Before you set up your network to use DHCP, you must collect information to help you make decisions for configuring one or more servers. Use the following task map to identify the tasks for preparing your network for DHCP.



For Instructions

Map your network topology.

Determine and locate the services that are available on the network.

Mapping Your Network Topology

Determine the number of DHCP servers you need.

Use the expected number of DHCP clients as a basis for determining the number of DHCP servers you need.

Determining the Number of DHCP Servers

Update system files and netmasks table.

Reflect the network topology accurately.

Updating System Files and Netmask Tables

Mapping Your Network Topology

If you have not already done so, you should map the physical structure of your network. Indicate the location of routers and clients, and the location of servers that provide network services. This map of your network topology can help you determine which server to use for the DHCP service. The map can also help you determine the configuration information that the DHCP server can provide to clients.

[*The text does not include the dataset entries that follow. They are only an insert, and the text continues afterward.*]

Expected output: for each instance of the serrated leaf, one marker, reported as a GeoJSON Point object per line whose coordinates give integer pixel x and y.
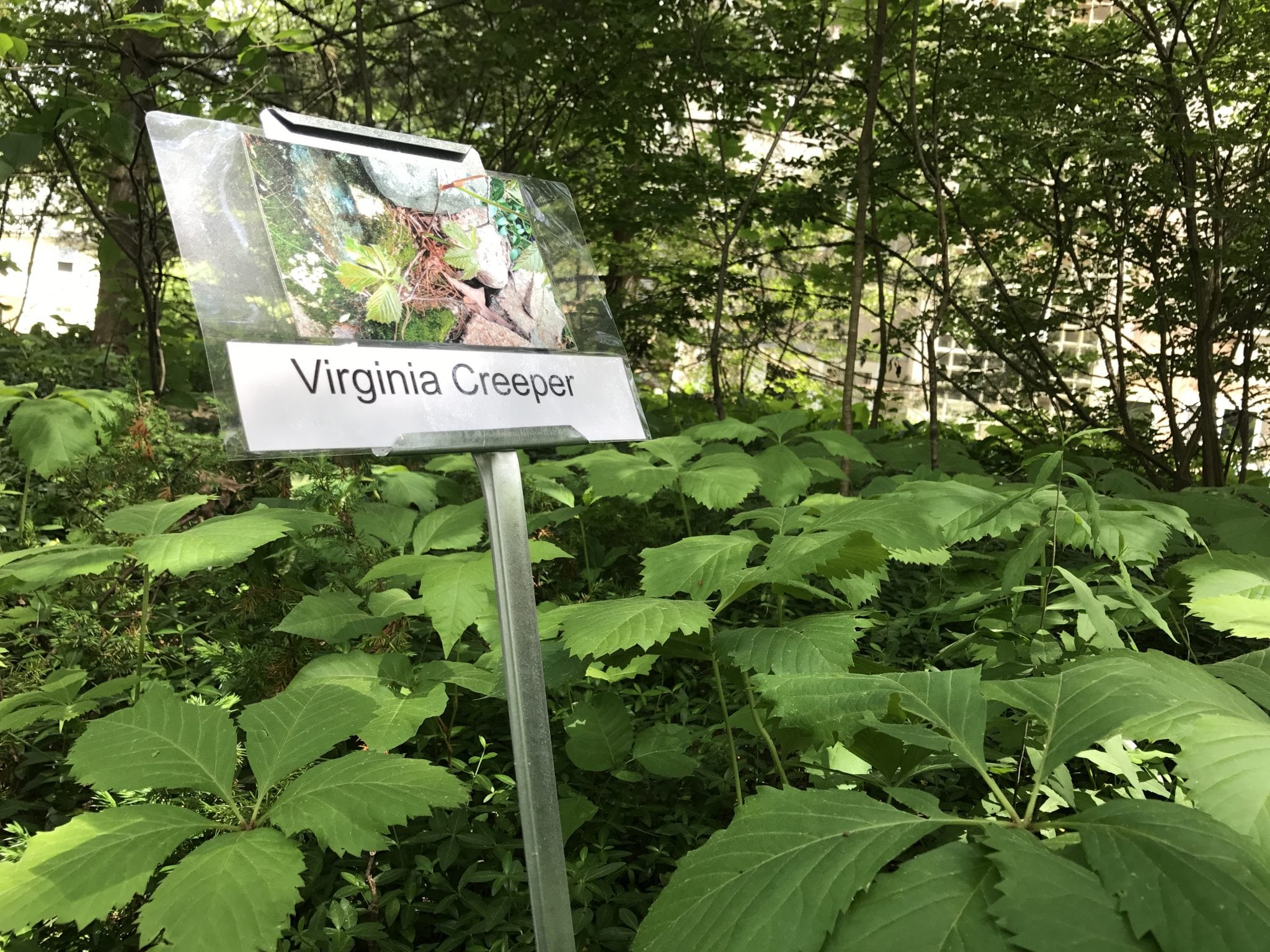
{"type": "Point", "coordinates": [210, 545]}
{"type": "Point", "coordinates": [841, 444]}
{"type": "Point", "coordinates": [614, 474]}
{"type": "Point", "coordinates": [1189, 880]}
{"type": "Point", "coordinates": [780, 875]}
{"type": "Point", "coordinates": [598, 628]}
{"type": "Point", "coordinates": [455, 589]}
{"type": "Point", "coordinates": [696, 565]}
{"type": "Point", "coordinates": [158, 743]}
{"type": "Point", "coordinates": [721, 480]}
{"type": "Point", "coordinates": [728, 428]}
{"type": "Point", "coordinates": [1250, 673]}
{"type": "Point", "coordinates": [351, 801]}
{"type": "Point", "coordinates": [389, 523]}
{"type": "Point", "coordinates": [935, 903]}
{"type": "Point", "coordinates": [791, 650]}
{"type": "Point", "coordinates": [398, 720]}
{"type": "Point", "coordinates": [92, 865]}
{"type": "Point", "coordinates": [153, 518]}
{"type": "Point", "coordinates": [600, 733]}
{"type": "Point", "coordinates": [48, 565]}
{"type": "Point", "coordinates": [295, 728]}
{"type": "Point", "coordinates": [950, 701]}
{"type": "Point", "coordinates": [660, 751]}
{"type": "Point", "coordinates": [1231, 592]}
{"type": "Point", "coordinates": [52, 434]}
{"type": "Point", "coordinates": [329, 616]}
{"type": "Point", "coordinates": [785, 477]}
{"type": "Point", "coordinates": [1052, 904]}
{"type": "Point", "coordinates": [1226, 762]}
{"type": "Point", "coordinates": [451, 527]}
{"type": "Point", "coordinates": [257, 876]}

See Chapter 2, Planning an IPv4 Addressing Scheme (Tasks for more information about planning your network.

The DHCP configuration process can gather some network information from the server's system and network files. Updating System Files and Netmask Tables discusses these files. However, you might want to give clients other service information, which you must enter into the server's macros. As you examine your network topology, record the IP addresses of any servers you want your clients to know about. The following servers, for example, might provide services on your network. The DHCP configuration does not discover these servers.

  • Time server

  • Log server

  • Print server

  • Install server

  • Boot server

  • Web proxy server

  • Swap server

  • X Window font server

  • Trivial File Transfer Protocol (TFTP) server

Network Topology to Avoid

In some IP network environments, several local area networks (LANs) share the same network hardware media. The networks may use multiple network hardware interfaces or multiple logical interfaces. DHCP does not work well in this kind of shared media network. When multiple LANs run across the same physical network, a DHCP client's request arrives on all network hardware interfaces. This effect makes the client appear to be attached to all of the IP networks simultaneously.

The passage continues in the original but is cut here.